Jakub Silfverberg is a success story in defensive deployment with a  killer shot whose only weakness is that he has a bad penalty differential. What’s also interesting is that at age 27 his defensive contribution actually declined year over year, and I personally trace that back to the slashing crackdown. The Cogliano-Silfverberg-Kesler line was one of the most hand-slash-happy units in the NHL for years, and they’ll pay in both effectiveness and infractions for the crackdown that’s come to the once-ubiquitous tactic that was especially prominent in teams coached by Bruce Boudreau past or present.
Below those two we have two players highly likely to provide value beyond their salaries, to buoy Perry’s impact in that area. Ondrej Kase delivered a balanced season last year, being one of the most efficient scorers in his minutes while also providing fantastic defensive value even against rather sheltered minutes. Everything about him is a bargain – he’s a former 7th rounder on a 2.6mm AAV contract that has that elusive third year on a bridge.

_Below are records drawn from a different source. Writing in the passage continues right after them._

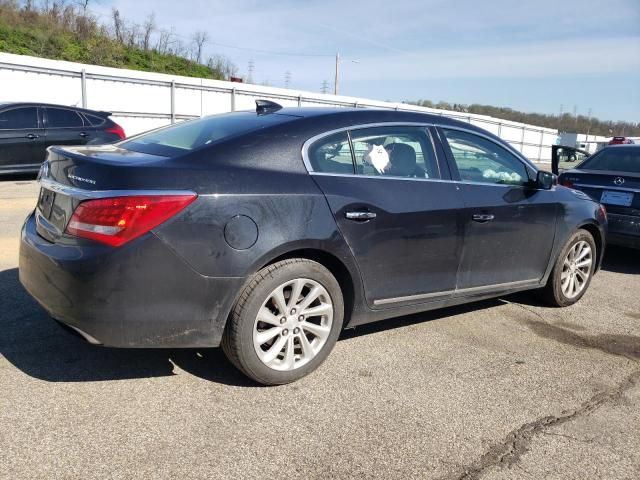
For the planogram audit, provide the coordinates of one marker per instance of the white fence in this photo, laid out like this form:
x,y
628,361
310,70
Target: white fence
x,y
141,100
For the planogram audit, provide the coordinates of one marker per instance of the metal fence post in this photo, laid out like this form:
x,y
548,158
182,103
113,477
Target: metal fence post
x,y
83,84
173,101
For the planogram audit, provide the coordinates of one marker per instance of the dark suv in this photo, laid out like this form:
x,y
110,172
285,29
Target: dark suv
x,y
27,129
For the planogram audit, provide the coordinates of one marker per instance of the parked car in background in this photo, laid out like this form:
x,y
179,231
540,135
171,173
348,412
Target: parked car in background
x,y
564,157
266,232
612,177
620,141
27,129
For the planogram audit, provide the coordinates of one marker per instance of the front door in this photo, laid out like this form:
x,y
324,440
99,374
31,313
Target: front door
x,y
509,224
21,139
401,221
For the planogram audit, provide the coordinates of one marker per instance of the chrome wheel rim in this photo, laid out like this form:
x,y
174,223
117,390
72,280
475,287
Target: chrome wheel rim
x,y
576,269
293,324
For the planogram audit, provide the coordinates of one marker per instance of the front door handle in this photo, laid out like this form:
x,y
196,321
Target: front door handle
x,y
360,216
483,217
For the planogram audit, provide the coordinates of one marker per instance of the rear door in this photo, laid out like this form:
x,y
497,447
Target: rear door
x,y
21,139
66,127
509,225
396,209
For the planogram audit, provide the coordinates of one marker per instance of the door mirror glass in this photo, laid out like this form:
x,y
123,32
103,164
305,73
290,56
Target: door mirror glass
x,y
546,180
566,158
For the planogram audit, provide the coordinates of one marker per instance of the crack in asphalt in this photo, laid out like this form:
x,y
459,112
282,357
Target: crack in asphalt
x,y
508,452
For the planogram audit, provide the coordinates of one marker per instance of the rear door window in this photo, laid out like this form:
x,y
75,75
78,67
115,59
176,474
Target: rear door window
x,y
480,160
394,151
63,118
19,119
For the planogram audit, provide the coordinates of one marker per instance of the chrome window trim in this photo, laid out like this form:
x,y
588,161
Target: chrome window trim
x,y
82,194
458,292
442,180
603,187
23,129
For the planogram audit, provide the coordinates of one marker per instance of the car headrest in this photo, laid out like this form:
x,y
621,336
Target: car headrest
x,y
403,159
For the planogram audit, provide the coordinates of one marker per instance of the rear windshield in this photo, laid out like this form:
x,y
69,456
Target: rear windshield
x,y
620,159
194,134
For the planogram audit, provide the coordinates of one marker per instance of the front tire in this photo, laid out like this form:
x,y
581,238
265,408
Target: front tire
x,y
573,271
285,322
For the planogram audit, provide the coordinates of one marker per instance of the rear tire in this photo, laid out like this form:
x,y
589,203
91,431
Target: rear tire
x,y
274,338
572,271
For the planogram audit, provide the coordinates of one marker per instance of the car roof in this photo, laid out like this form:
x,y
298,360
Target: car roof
x,y
42,104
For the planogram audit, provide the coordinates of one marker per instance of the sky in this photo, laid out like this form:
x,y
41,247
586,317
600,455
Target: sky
x,y
530,55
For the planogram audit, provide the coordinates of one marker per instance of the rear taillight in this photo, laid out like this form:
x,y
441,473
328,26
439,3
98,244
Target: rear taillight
x,y
116,130
118,220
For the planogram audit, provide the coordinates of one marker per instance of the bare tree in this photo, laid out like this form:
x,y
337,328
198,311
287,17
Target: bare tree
x,y
118,25
147,29
222,65
199,39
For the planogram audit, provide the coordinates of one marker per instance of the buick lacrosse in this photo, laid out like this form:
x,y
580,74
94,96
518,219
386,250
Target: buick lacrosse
x,y
267,232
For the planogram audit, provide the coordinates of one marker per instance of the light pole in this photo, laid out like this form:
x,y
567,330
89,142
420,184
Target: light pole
x,y
336,83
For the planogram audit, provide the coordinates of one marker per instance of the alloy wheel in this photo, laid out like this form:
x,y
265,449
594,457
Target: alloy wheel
x,y
293,324
576,269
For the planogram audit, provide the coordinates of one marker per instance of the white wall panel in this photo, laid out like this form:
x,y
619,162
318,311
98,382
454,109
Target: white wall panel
x,y
142,100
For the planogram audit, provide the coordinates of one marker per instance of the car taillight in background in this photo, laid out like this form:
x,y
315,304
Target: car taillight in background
x,y
116,130
115,221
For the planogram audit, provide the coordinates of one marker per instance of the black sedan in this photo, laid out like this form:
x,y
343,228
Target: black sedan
x,y
27,129
612,177
268,232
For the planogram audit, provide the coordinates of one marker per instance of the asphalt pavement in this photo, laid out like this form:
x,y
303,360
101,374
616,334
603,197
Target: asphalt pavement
x,y
500,389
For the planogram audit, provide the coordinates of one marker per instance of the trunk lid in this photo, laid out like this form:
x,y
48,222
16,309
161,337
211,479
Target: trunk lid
x,y
618,191
73,174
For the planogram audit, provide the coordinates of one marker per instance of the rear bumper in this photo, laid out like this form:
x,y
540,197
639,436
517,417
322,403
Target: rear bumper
x,y
138,295
624,230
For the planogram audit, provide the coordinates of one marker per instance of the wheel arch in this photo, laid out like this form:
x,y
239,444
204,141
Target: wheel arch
x,y
348,281
597,235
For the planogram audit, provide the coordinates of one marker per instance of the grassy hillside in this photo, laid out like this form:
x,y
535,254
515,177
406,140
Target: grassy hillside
x,y
67,35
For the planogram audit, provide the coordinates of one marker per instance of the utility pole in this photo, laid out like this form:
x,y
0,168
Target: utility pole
x,y
560,118
250,74
335,85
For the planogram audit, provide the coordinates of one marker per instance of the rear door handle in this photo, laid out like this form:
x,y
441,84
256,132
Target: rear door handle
x,y
483,217
360,216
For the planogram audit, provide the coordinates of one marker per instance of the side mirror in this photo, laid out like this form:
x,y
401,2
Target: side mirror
x,y
546,180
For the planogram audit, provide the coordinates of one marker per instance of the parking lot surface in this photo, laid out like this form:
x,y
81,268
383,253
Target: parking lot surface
x,y
494,390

The second potential value contract is Troy Terry’s, a former 5th round pick that formed one of the best lines in college hockey despite him and his goalscoring partner – Henrik Borgstrom, age 20 – being much younger than typical feature lines in that league. Who you play with is very important in any league, so you can be wary of his NHLE, but anecdotally I seem to see only the third member of a forward line having inflated value, unless the first is generational or close. The verbal out of Anaheim says he’ll at least get some NHL time, and it’s been since he participated in the USA Olympic squad that it’s been implied he’ll have every chance to make the Ducks.
Overall, I’d say Anaheim’s flirting with disaster at centre, has a just as top-heavy but significantly less risky left side, and a well balanced and deep right wing.

Top six rating - 456.45
Soft parade potential – +8.17 OGAR
NAR candidates – three, one on the third line and two on the fourth.
...

Arizona Coyotes



Arizona’s had a top end problem for years. They didn’t hit well in the first round at all at forward, and didn’t win any lotteries. Despite having a defenseman like Ekmann-Larsson to ease the burden of playing at the top of the forward line-up, no one really hit that lowered threshold of ability until Stepan-Keller. Stepan had thoroughly better metrics in New York, and now that the pairings are more set behind him, I think a lot of the possession value will turn as well as Keller’s second year improving his offense. There’s more centres on this team than those listed, but consulting the talk about the team it appears this is how they’ll run on default - there's a number of battles but I'm betting on draft clout and skill to force guys up the lineup. Whether I'm right or wrong on who plays where, we still have a good read on the amount of impact players available by potential or pedigree.


At Centre



 
What we’ve got here is a low-end 1C, followed by a powder-keg in Galchenyuk who could blow up with minutes at his natural position and decent wingers like the efficiently productive Hinostroza. Or, he could prove why he was so sheltered in Montreal and get eaten alive by other team’s skilled lines. You can see which metric bets for and which bets against.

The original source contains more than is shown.